Building a Spreadsheet with Formulas in Javascript

May 26, 2017

Typescript/Javascript Spreadsheet and Formula - https://github.com/vogtb/spreadsheet

I started this project a couple of months ago with the idea of reverse engineering a spreadsheet in order to better understand them. I started by guessing my way through Google Spreadsheets, using trial and error to figure out the types, errors, and ways that data is stored an formatted. I could have looked all this information up, but I found that figuring it out yourself is more fun. With that as my starting point, I decided not just to blindly fumbly my way through the features of a spreadsheet, but design and build some of those features myself.

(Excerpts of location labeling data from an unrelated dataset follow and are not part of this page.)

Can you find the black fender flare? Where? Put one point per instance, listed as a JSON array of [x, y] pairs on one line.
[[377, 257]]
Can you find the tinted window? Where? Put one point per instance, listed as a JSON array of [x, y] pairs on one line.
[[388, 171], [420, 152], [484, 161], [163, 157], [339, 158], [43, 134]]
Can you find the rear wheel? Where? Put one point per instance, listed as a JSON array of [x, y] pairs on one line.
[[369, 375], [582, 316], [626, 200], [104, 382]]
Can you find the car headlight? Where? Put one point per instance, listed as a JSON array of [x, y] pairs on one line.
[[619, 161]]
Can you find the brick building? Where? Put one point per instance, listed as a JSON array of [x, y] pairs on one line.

With a few open-source projects (RuleJS, and FormulaJS) as my starting points, I was eventually able to implement a spreadsheet in Typescript/Javascript that has over 120 formulas, and matches many of the basic features of GS.

Here are some more complex examples of what the library can do.

var Sheet = require("js-spreadsheet").Sheet;
var sheet = new Sheet();
sheet.setCell("A1", 27.13);
sheet.setCell("A2", 44.48);
sheet.setCell("A3", 17.32);
sheet.setCell("A4", 46.27);
sheet.setCell("A5", 68.37);
sheet.setCell("A6", 90.59);
sheet.setCell("A7", 88.95);
sheet.setCell("A8", 55.30);
sheet.setCell("A9", 86.82);
sheet.setCell("A10", 38.68);
sheet.setCell("A11", 35.53);
sheet.setCell("A12", 12.45);
// average of column
sheet.setCell("C1", '=AVERAGE(A1:A12)');
sheet.getCell("C1"); // returns: 50.990833333333335
// average of of rows over 40
sheet.setCell("C2", '=AVERAGEIF(A1:A12, ">=40")');
sheet.getCell("C2"); // returns 68.68285714285715
// sum of rows
sheet.setCell("C3", '=SUM(A1:A12)');
sheet.getCell("C3"); // returns: 611.89

This is a blog post about how I built a spreadsheet library in Typescript/Javascript, and some of the things I learned along the way.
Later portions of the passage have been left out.